甲南大学 理工学部生物学科 生体調節学研究室
久原篤

 この度は名誉ある賞をいただきまして、身に余る光栄であるとともに身の引き締まる思いでございます。選考委員会の先生方をはじめ、関係各位に厚く御礼申し上げます。線虫を実験材料とした生命科学の基礎的な研究を行なっていますため、今後の研究活動に対して大きな励みとなり、一層精進したいと意を新たにしております。はじめに、今回の受賞は、これまでご指導いただきました先生方ならびに共に研究を行ってきた方々のおかげでございます。この場を借りて、深く御礼申し上げます。特に、長年に渡り御指導をいただいた、名古屋大学 森 郁恵 教授に感謝申し上げます。今回推薦を頂き研究面でも大きなサポートをして頂いております、甲南大学 日下部 岳広 教授に感謝申し上げます。

 私は、1998年に名古屋大学理学部の4年生として神経科学の研究生活をスタートいたしました。当時、研究室をスタートされた森 郁恵先生の第一期生でございました。それ以降、一貫して線虫C. elegansをつかい、感覚と記憶学習にかかわる神経回路の分子生理メカニズムの研究を行なってきました。C. elegansは、302個の神経細胞をもち、それらの細胞からなる神経回路の全貌が、電子顕微鏡をもちいた切片の解析から明らかになっているため、大きな利点となっています。線虫は、シンプルな神経回路しか持たないのですが、化学物質や光や温度など様々な外部刺激を感知し、多様な応答行動をとることができます。その中でも、温度走性と名付けられた行動は、記憶や学習といった神経機能の可塑性を反映した複雑な行動です。温度走性とは、線虫を「一定の温度下」で「餌の存在する条件」で飼育すると、温度勾配上で過去の飼育温度に移動する行動です。例えば、20℃で、餌の存在する条件で飼育された個体は、温度勾配上で、飼育温度である20℃へ移動し、20℃の温度域に留まるように行動します。この行動は1975年にHedgecockとRusselにより公表されて以来、温度感覚や記憶学習といった神経情報処理の優れたモデル系として、分子遺伝学的手法を用いて解析が進められてきました。そのなかで、温度の感知と記憶学習の神経回路の情報処理に関して解析を行ない、幸運にも新しい概念の創出となる結果が得られてきました。

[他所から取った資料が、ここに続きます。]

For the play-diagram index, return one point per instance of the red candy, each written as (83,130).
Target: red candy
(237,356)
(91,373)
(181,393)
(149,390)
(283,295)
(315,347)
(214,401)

 分子生物学的には、温度感知と記憶学習に関わる新しい分子を同定しました。感覚ニューロンの感度の調節に、カルシウム依存性フォスファターゼであるカルシニューリンが関与することが初めて明らかになりました。また、温度の感知に関しては、従来知られていたTRPチャネルを介した温度情報伝達以外の分子経路として、3量体Gタンパク質を介した温度情報伝達経路が全動物で初めて明らかにされました。この研究は、同僚の奥村将年氏が行なってきた研究に基づいたものでございました。温度の記憶学習に関しては、カルシニューリンなどのカルシウム情報伝達系の関与と、分泌性ペプチドであるインスリンの関与がみつかってきました。インスリンの解析は現東京大学の児玉英志博士によるものです。さらに、カルシニューリンやインスリンの変異体の温度学習行動の異常を細胞特異的に回復させる解析から、温度と餌の関連付け学習が、わずか3つの介在ニューロンで制御されることが明らかとなりました。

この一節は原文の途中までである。